Crédit : Wikipédia, les nouvelles routes de la soie
Contribuer au développement des lignes de chemin de fer en Afrique, offre à la Chine un accès au commerce africain – elle est désormais son partenaire privilégié. L’amélioration des liaisons favorise un transit rapide depuis les États africains où sont exploitées les matières premières jusqu’aux ports chinois. La Chine construit des voies ferrées en Afrique en échange d’un accès aux ressources des pays africains renforçant la présence chinoise en Afrique (projet de la Tazara reliant la Tanzanie à la Zambie, création de la ligne Djibouti-Éthiopie, etc.). La Chine prend en charge l’ensemble des frais de la construction des chemins de fer contre remboursement. Derrière les bonnes intentions chinoises se cache vraisemblablement un piège. Dans les faits, le remboursement accentue la dette des pays africains : endettement de 30 % pour les pays les plus pauvres en 2013 contre 50 % en 2017, d’après Les Échos.
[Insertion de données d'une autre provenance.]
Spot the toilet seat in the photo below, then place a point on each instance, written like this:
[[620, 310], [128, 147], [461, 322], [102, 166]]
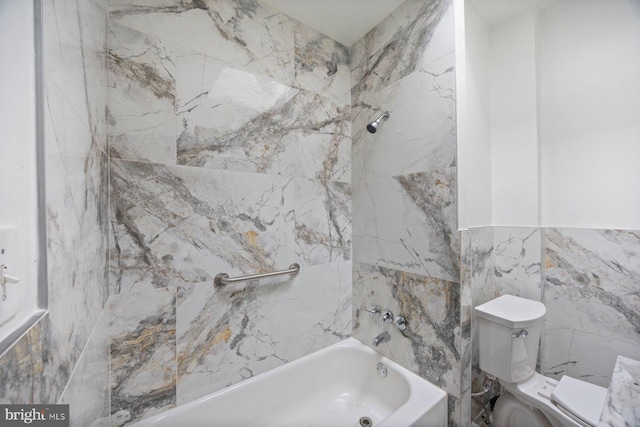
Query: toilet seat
[[540, 392], [581, 401]]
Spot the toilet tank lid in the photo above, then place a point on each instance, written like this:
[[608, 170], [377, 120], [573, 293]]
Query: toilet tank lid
[[512, 311]]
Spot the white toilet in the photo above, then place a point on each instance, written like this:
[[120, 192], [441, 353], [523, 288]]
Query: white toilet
[[509, 332]]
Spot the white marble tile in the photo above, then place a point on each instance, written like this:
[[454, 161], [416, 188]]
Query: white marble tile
[[87, 392], [143, 354], [622, 407], [518, 255], [583, 355], [430, 346], [142, 96], [74, 59], [228, 334], [420, 132], [322, 65], [591, 281], [232, 118], [413, 36], [223, 30], [408, 223], [253, 222]]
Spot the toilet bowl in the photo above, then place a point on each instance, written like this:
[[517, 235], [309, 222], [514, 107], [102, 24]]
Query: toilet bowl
[[509, 330]]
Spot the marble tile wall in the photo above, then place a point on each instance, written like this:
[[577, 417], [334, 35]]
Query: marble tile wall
[[40, 366], [230, 152], [587, 279], [593, 302], [406, 245]]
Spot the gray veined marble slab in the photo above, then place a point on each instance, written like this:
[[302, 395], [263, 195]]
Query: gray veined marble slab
[[518, 253], [591, 297], [409, 223], [322, 65], [623, 401], [143, 354], [420, 133], [430, 344], [179, 225], [142, 96], [220, 29], [230, 333], [232, 118], [413, 36]]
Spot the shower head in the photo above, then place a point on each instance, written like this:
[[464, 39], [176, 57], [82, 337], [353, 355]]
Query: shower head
[[373, 126]]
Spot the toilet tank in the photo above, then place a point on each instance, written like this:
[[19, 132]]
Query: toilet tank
[[509, 333]]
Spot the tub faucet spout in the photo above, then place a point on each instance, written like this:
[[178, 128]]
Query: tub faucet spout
[[383, 337]]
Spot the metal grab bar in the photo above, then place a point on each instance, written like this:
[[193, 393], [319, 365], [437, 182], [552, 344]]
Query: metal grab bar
[[223, 278]]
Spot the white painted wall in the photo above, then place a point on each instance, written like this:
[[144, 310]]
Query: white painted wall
[[514, 120], [564, 97], [18, 186], [590, 114], [474, 138]]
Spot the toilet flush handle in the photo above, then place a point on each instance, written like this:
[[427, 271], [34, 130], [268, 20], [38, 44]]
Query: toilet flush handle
[[521, 334]]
Cette volonté chinoise de dominer le secteur du chemin de fer africain concurrence directement le groupe Bolloré forcé de se retirer progressivement du marché.
Les projets chinois de corridor ferroviaire persistent jusqu’en Amérique latine et pacifique avec la ligne Bioceanico. Cette voie ferrée a pour ambition de relier les océans Pacifique et Atlantique, de Puerto de Santos (Brésil) jusqu’à Puerto de Ilo (Pérou) en passant par la Bolivie et le Paraguay. Ce projet est soutenu par cette dernière car la création d’un chemin de fer à travers la cordillère des Andes lui donnerait un accès à une interface maritime. Si les pays concernés par le projet investissent, le principal acteur reste la Chine. De fait, cette liaison devrait favoriser la coopération entre ces États et améliorer le transport des marchandises. La Chine souhaite ainsi renforcer son commerce avec les pays latino-américains. Cette liaison ferroviaire serait une occasion d’accroître ses importations de produits agricoles et d’élevage (soja, vin, viande…).
La réponse américaine à la stratégie chinoise
Face à la montée en puissance du réseau ferroviaire chinois, les États-Unis, sous la présidence de Joe Biden, veulent revaloriser le train comme moyen de transport. Ce dernier est peu utilisé par les Américains car très lent, peu développé et non adapté pour un État fédéral avec une superficie aussi vaste.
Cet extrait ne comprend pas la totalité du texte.